The main findings of our study are that commonly used bifurcation techniques can be performed using the polymeric Absorb BVS, while preserving the integrity of the struts and quality of luminal reconstruction. BVS struts overlying a side branch can be re-crossed predictably with a workhorse guidewire, and balloon dilation can be performed in a manner that effectively creates an opening into the side branch. Finally, the side-branch ostium can be crossed without difficulty with another BVS through an opened BVS cell in this in vitro model. Further confirmation is needed in more challenging models before applying this maneuver to the clinical setting.

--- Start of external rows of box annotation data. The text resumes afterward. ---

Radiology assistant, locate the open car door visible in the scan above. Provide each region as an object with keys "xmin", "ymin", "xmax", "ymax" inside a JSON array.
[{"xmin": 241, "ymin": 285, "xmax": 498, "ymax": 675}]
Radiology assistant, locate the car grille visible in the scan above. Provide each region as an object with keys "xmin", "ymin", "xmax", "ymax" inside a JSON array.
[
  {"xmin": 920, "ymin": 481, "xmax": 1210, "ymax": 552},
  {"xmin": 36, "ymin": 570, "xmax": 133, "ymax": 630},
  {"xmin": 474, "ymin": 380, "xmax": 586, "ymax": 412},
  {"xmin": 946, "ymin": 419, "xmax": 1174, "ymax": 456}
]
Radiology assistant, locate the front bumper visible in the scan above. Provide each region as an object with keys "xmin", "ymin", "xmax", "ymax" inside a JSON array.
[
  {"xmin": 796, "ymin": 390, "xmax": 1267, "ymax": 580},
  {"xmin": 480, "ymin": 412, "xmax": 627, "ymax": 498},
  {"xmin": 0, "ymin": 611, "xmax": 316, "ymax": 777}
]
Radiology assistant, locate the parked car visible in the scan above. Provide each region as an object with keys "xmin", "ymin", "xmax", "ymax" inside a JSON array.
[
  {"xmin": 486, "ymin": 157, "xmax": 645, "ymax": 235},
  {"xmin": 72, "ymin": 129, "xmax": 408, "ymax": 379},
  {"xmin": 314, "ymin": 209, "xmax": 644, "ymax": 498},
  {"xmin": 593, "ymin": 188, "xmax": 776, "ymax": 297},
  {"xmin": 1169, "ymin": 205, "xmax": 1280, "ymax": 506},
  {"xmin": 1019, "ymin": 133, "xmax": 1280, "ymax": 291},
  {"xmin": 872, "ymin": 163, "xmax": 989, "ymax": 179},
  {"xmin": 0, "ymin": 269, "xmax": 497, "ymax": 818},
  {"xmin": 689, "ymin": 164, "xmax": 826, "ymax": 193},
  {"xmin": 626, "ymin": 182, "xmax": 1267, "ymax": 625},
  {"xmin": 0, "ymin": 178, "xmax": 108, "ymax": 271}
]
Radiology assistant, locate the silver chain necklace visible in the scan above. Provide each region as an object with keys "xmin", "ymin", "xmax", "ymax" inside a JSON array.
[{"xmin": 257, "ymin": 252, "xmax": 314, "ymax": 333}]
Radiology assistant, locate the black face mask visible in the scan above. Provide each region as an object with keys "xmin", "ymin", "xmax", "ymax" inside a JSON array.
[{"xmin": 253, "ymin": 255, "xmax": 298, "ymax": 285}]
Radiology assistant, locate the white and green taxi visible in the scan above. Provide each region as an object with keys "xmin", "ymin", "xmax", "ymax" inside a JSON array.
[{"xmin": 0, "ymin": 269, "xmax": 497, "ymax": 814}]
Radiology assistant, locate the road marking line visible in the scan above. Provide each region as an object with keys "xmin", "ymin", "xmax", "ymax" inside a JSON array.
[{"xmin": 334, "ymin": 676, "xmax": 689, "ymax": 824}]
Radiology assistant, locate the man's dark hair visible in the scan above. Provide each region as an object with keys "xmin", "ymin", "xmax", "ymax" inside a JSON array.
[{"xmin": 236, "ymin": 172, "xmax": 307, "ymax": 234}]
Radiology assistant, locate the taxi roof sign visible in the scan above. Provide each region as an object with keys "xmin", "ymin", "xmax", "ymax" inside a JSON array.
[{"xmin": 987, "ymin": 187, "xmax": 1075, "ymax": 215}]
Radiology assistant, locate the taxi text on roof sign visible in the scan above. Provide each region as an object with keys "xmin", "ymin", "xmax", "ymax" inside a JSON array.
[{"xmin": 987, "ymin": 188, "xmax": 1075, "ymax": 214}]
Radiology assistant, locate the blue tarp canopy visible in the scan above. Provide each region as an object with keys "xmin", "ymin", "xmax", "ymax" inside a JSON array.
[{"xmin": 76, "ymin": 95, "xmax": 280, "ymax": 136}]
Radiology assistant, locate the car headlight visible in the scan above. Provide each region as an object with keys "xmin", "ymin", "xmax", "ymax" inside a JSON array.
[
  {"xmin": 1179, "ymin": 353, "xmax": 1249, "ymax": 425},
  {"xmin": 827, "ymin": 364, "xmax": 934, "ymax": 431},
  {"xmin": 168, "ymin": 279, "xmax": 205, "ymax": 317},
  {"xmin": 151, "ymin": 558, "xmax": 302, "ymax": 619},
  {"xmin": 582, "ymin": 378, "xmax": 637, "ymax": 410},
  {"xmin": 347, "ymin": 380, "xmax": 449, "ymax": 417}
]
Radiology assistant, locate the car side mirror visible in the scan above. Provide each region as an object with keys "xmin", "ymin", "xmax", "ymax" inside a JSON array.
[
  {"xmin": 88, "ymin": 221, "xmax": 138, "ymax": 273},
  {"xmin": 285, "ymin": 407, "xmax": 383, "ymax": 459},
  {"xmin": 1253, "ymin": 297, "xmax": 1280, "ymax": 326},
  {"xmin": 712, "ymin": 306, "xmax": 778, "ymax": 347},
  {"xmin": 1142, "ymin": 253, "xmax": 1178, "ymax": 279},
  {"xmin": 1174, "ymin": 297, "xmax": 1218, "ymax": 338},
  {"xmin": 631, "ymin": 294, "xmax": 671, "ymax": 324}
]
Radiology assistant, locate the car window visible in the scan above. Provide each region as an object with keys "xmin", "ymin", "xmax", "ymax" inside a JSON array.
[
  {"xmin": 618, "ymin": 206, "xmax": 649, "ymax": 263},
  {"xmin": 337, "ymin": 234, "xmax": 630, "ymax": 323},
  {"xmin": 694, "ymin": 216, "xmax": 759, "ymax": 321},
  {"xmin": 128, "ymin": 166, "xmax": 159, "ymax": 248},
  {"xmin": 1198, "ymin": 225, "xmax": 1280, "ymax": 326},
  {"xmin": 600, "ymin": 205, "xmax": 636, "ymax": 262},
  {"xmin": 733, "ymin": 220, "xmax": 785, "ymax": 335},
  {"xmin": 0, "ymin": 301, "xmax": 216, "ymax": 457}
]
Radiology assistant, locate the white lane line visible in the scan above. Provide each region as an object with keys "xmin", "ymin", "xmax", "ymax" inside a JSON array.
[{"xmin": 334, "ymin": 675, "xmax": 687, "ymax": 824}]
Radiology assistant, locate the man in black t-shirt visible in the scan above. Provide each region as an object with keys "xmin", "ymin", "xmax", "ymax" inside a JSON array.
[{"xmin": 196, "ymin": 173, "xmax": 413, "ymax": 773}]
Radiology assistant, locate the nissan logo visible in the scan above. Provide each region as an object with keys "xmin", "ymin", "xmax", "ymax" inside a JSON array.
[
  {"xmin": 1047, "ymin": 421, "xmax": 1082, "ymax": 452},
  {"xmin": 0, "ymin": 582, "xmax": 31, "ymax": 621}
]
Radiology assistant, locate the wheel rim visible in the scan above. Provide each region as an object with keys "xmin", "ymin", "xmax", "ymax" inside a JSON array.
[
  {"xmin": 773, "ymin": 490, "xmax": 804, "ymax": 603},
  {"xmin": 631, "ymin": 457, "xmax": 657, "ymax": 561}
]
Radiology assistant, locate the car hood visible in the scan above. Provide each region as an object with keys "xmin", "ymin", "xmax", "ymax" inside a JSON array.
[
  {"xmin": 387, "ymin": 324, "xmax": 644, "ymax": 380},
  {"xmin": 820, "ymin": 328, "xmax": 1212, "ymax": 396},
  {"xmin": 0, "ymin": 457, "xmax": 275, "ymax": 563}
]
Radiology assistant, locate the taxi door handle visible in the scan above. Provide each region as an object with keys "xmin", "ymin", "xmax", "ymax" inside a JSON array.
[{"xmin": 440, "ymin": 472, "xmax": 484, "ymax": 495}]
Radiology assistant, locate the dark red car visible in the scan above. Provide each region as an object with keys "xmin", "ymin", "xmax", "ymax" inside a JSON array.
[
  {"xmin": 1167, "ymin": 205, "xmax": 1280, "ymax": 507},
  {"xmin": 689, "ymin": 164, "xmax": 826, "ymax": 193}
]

We observed no distortion of the main-vessel BVS at the bifurcation, known to occur after balloon inflation through the struts of a metal DES (10), likely because any distortion was corrected by gentle FKB inflation. In the provisional stenting strategy, optimal apposition and correction of distortion of the main-vessel BVS could also be achieved by means of sequential inflation of the balloon in the side branch and then a balloon in the main vessel.
Although the majority of patients undergoing bifurcation stenting can be treated with a single stent deployed in the main vessel (11–13), a proportion may also require stenting of the side branch. Furthermore, although FKB inflation is not always necessary, this may only apply to bifurcations with short lesions at the side-branch ostium, and only when the side branch is not compromised by the main-vessel stent (14). Thus, treatment of the side branch is often necessary, and understanding whether this can be performed with a BVS in the main vessel is essential to extending its utility to the bifurcation PCI subset.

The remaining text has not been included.